Cred, which offers rewards for credit card payments, is finalising a $200 million fund-raise that will make it the second fastest startup to become a unicorn in India, in 29 months. Business-to-business (B2B) e-commerce startup Udaan is to date the fastest to reach unicorn status, in 26 months.
Cred’s eye-popping jump in valuation in just two months after it was valued at a little over $800 million in January indicates the frenzy among investors fueling growth-stage startups in India.
Local growth stage startups have raised around $1.5 billion already in the first 2.5 months of 2021, according to data from Venture Intelligence. Cred will be the fourth unicorn in India this year, after online insurance startup Digit, B2B firm Infra.Market, and software-as-a-service (SaaS) firm Innovaccer.
The new financing will largely be done through existing investors including DST Global, Tiger Global, Sequoia Capital, and Ribbit Capital. A new investor is said to be joining the round.
“It is in the final stages of paperwork and should be completed, formally, in the next two-three weeks. A prominent new investor is joining the round but existing investors are putting most of the new capital,” this person aware of the matter said.
A spokesperson of Cred declined to comment on the matter.
Bengaluru-based Cred has nearly 6 million members who use the platform to pay credit card bills.

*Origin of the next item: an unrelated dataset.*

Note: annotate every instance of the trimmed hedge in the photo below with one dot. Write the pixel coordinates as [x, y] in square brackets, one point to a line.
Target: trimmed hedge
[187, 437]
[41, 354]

It focuses on a premium set of users. Applicants must have a minimum credit score of 750 to be a member. While it started as a credit card payments app, over the last six months it has launched new products that are said to be seeing good traction.
Cred has forayed into lending and rent payments. It also has Cred Pay, where merchants can sign up so users can pay them through Cred Pay. About 1,800 merchants are on the platform, while Cred Pay has around 30 merchants or brands.
According to a source inside the company, Cred is increasingly looking at monetisation with these new products. “The way we (Cred) are monetising is through commerce in the stores section – we get a cut of total sales. The credit line business, through banking and financial services partners, enables us to get a fee when they lend money to our users. And then we have rent payments and other products that are being lined up to boost monetisation,” he said.
Shah previously founded e-wallet Freecharge, which was sold to e-tailer Snapdeal for $400 million in 2015 in what was one of the largest M&As in the internet sector then.